Matrix Operations Calculator
Perform addition, multiplication, determinant, and inverse operations on 2×2 or 3×3 matrices.
Matrix A
Matrix B
Formulas
Addition: (A+B)ᵢⱼ = Aᵢⱼ + Bᵢⱼ
Multiplication: (A×B)ᵢⱼ = Σₖ Aᵢₖ · Bₖⱼ
2×2 Determinant: det(A) = a·d − b·c
3×3 Determinant (Sarrus/Cofactor):
det(A) = a(ei−fh) − b(di−fg) + c(dh−eg)
2×2 Inverse: A⁻¹ = (1/det(A)) · [[d, −b], [−c, a]]
3×3 Inverse: A⁻¹ = (1/det(A)) · adj(A), where adj(A) is the transpose of the cofactor matrix.
Assumptions & References
- All matrix entries must be real numbers.
- Addition and multiplication require two matrices of the same size.

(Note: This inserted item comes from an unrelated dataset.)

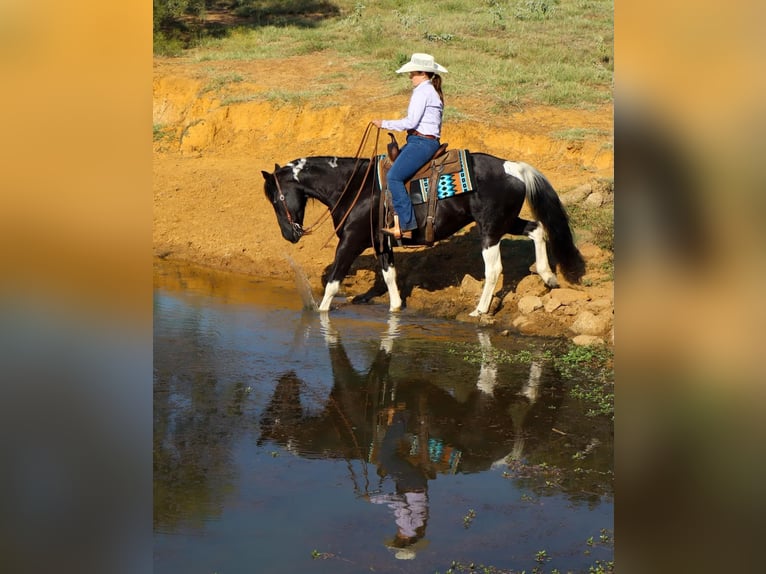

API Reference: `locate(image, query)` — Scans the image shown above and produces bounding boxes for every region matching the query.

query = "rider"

- Determinant and inverse operate on a single square matrix (Matrix A).
- Inverse exists only when det(A) ≠ 0 (non-singular matrix).
- Results are rounded to 6 significant figures for display.
- Reference: Gilbert Strang, Introduction to Linear Algebra, 5th ed.